As part of the Tax Reform that became effective on January 1, 2014, the Mexican Congress passed a series of amendments to the Federal Tax Code for the purpose of modernizing and facilitating the compliance and enforcement of tax obligations. Such amendments gave tax authorities tremendous surveillance power over taxpayers, which we believe is contrary to human rights of privacy and legal certainty.
As of June 30, 2014, Federal Tax Authorities in Mexico ("SAT") may communicate with corporate taxpayers electronically by sending emails to a personal inbox kept in SAT's website called the Tax Inbox (buzón tributario).
That seems to be perfectly in line with modern forms of communication.

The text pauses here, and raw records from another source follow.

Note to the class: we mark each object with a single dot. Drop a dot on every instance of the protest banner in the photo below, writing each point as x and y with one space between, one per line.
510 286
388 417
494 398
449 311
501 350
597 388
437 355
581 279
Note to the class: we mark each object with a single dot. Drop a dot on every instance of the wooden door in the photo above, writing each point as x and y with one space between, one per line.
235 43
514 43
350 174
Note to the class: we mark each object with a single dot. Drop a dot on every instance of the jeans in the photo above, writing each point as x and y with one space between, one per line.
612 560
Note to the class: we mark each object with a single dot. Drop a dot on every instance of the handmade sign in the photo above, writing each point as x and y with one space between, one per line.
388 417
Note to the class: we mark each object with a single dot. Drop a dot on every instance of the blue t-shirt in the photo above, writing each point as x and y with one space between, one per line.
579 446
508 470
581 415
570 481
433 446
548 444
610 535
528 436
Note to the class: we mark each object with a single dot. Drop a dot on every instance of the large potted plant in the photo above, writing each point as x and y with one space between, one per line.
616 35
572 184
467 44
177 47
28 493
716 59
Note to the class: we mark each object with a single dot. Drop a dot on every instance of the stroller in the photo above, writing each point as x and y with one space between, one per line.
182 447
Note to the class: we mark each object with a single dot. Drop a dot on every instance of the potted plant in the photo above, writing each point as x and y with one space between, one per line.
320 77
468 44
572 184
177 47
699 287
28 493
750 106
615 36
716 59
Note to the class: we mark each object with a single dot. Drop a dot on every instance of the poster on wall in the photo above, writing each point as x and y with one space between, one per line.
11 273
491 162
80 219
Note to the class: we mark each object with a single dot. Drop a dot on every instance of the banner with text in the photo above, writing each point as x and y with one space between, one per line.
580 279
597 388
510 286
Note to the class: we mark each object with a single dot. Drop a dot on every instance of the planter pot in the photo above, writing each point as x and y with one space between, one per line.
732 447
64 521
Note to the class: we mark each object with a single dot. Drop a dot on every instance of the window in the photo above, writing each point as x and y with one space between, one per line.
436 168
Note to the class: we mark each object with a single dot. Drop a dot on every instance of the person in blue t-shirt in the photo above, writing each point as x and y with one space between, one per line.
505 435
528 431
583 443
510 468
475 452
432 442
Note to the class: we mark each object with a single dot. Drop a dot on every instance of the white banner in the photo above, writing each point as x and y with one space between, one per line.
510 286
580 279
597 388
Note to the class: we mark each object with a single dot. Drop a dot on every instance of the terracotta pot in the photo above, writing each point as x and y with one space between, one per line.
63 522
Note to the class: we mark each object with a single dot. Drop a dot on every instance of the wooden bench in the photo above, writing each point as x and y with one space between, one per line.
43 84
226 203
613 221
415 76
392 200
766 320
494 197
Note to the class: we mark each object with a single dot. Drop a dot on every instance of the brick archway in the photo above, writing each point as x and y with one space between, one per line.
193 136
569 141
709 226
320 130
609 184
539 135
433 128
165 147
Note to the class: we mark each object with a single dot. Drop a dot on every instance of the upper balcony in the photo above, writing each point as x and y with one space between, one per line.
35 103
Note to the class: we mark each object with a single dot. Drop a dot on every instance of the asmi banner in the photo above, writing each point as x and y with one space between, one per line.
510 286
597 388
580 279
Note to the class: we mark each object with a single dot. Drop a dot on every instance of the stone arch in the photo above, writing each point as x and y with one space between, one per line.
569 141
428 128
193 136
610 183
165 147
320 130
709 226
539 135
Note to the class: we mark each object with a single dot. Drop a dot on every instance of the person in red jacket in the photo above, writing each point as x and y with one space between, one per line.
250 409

However, when a taxpayer considers that SAT may serve all kinds of notices through the Tax Inbox, including notices of deficiency, initiation of audits, imposition of penalties or any other, some concerns start to arise.
Those concerns may become real issues when the Tax Inbox is considered in connection with a new obligation of keeping accounting records electronically.

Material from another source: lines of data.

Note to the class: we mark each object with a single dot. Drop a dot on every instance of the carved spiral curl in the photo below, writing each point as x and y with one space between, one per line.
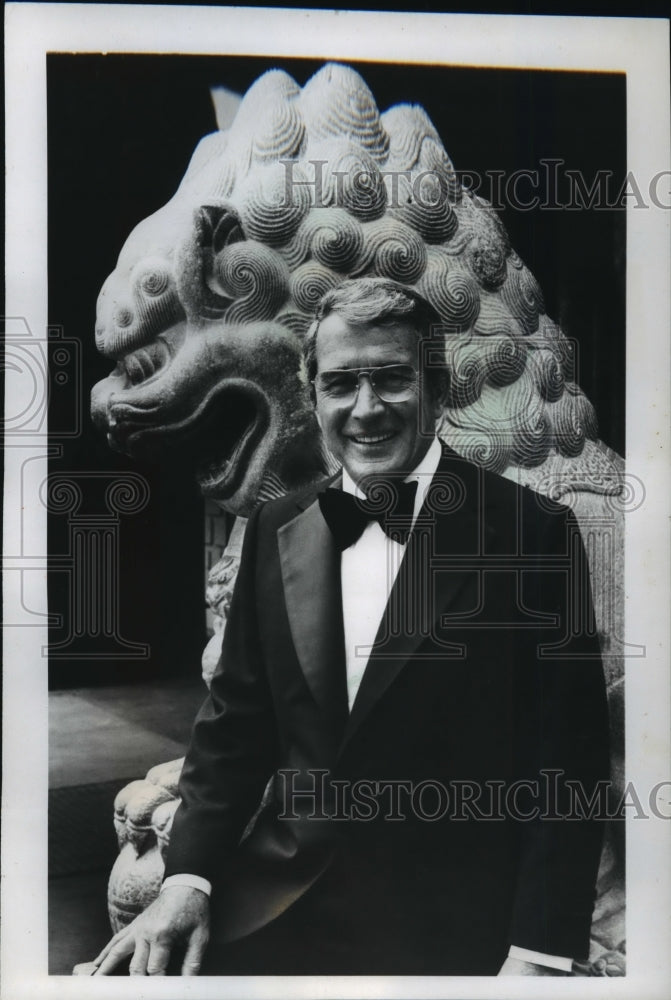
504 358
533 439
486 258
337 102
467 373
482 447
494 320
451 291
423 203
522 294
334 238
256 277
309 282
123 317
573 421
295 320
151 277
546 371
271 210
391 250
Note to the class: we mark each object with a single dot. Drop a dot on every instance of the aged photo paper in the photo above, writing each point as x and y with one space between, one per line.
561 124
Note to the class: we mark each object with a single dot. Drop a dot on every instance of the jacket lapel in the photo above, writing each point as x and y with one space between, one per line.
310 565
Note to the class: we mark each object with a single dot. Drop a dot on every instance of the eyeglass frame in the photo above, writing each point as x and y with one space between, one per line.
369 373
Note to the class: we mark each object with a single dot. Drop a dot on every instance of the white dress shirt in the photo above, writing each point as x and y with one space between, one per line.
368 570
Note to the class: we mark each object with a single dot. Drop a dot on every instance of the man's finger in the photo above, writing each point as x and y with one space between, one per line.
124 947
159 956
193 958
119 936
138 964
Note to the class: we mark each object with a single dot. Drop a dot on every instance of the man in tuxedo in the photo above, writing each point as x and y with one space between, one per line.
409 703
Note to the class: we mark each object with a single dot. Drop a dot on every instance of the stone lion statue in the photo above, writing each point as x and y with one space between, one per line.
204 317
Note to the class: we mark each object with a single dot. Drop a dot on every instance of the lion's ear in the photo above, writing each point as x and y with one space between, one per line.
218 226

Along with the provisions creating the Tax Inbox, Congress passed certain amendments obliging taxpayers to submit their accounting records electronically through SAT's website pursuant to certain rules that SAT was going to publish.

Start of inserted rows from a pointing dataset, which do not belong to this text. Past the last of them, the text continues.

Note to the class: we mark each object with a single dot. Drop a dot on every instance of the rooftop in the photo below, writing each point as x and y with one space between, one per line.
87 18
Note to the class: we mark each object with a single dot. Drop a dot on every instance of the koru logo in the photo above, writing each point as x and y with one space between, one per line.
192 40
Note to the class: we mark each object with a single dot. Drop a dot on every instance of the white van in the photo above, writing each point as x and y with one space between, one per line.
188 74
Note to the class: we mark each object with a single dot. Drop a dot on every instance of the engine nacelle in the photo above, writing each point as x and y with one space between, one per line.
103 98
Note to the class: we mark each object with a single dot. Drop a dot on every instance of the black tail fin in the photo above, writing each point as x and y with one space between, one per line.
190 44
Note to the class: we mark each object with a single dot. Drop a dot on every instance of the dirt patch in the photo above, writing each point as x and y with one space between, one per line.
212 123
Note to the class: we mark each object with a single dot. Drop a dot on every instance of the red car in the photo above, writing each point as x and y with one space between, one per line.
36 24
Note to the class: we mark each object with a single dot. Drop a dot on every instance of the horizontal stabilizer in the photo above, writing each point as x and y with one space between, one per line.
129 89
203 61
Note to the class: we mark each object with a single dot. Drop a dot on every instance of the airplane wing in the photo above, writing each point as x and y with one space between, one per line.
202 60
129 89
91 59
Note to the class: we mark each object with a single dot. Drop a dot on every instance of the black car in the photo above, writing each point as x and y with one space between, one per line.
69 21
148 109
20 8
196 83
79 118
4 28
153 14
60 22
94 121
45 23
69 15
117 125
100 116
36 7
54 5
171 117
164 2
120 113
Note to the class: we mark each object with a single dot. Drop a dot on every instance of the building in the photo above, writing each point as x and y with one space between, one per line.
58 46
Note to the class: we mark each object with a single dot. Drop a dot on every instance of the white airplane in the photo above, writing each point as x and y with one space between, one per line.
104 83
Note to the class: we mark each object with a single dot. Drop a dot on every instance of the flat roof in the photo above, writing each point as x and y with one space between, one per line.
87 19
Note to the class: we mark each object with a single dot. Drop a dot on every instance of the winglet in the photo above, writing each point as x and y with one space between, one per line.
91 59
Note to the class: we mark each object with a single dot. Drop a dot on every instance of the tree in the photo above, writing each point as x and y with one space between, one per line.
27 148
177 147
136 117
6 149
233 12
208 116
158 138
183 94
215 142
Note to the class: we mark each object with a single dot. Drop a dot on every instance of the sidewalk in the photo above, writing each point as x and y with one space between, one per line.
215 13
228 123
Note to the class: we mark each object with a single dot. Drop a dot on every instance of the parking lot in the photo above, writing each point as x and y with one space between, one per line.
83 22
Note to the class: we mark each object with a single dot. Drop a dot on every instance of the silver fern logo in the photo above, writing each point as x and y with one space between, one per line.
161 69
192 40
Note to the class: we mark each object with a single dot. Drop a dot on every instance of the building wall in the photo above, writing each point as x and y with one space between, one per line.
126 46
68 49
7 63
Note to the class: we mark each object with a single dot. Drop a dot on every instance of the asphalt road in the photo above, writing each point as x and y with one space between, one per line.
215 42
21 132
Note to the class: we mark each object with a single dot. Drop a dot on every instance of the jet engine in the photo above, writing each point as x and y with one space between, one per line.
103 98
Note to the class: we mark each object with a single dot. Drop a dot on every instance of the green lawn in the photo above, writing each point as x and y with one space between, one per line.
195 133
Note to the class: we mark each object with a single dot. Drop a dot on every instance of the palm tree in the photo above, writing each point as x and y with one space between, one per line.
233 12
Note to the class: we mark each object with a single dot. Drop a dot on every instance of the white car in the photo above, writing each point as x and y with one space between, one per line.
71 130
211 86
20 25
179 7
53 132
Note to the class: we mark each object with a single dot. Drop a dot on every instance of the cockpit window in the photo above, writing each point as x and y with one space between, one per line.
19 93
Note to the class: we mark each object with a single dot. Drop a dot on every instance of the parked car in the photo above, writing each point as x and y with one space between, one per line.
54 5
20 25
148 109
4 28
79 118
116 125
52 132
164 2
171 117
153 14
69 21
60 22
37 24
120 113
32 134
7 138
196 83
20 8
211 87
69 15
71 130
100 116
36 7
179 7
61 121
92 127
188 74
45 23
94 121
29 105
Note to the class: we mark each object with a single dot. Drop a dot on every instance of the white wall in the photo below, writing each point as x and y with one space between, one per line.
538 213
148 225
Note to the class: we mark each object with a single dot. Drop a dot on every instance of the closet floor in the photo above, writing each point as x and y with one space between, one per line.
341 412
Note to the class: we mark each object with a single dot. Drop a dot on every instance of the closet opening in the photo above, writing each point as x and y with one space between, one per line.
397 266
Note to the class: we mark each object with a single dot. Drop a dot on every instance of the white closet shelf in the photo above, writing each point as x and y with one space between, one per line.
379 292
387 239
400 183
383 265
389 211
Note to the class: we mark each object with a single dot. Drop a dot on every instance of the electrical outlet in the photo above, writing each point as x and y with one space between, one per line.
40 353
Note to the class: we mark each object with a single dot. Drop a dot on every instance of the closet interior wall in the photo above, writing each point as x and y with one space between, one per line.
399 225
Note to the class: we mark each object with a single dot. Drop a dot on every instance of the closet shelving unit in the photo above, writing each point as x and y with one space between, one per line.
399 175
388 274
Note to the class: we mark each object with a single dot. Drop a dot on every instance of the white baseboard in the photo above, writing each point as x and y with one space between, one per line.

On July 4, 2014, such rules were issued by SAT and published in the Official Gazette and on July 11, 2014, some forms that were referred to in such rules were also published. As a consequence of the foregoing, taxpayers are now obliged to submit their accounting records to SAT on a monthly basis without any further formality required from SAT.
We believe that the provisions obliging taxpayers to submit their accounting records electronically on a monthly basis are contrary to human rights of privacy and legal certainty, and that taxpayers may challenge such provisions with reasonable chances of success.
The Mexican Constitution provides strong protection of human rights of privacy and legal certainty, and Mexican Courts are vigilant concerning such protection. Specifically, the Mexican Constitution provides that: "Nobody can be molested in its person, family, domicile, papers or possessions, but by a written order of the competent authority, describing and supporting the legal cause of the procedure...and that "The administrative authority may practice visit to domiciles only to ensure that the sanitary and police regulations are met and to require the production of books and papers essential to verify the compliance with tax provisions."
The reforms passed by Congress and the rules issued by SAT seem to ignored the afore–cited constitutional provisions, which has caused hundreds of taxpayers to seriously consider the convenience of going to court to challenge the constitutionality of the new provisions.
The concerns of taxpayers are not only those inherent to the fact of being constantly and inadvertently watched by an authority that is urgently attempting to collect taxes, but also to risks associated with a potential misuse of sensitive financial information.
For instance, public companies would be obliged to submit financial information to SAT that may have not yet been disclosed to Market Regulators, such as the SEC or the CNBV, and a dishonest act by a tax official, a hacker or any person obtaining illegal access to such financial information may seriously affect public companies or their investors and stakeholders.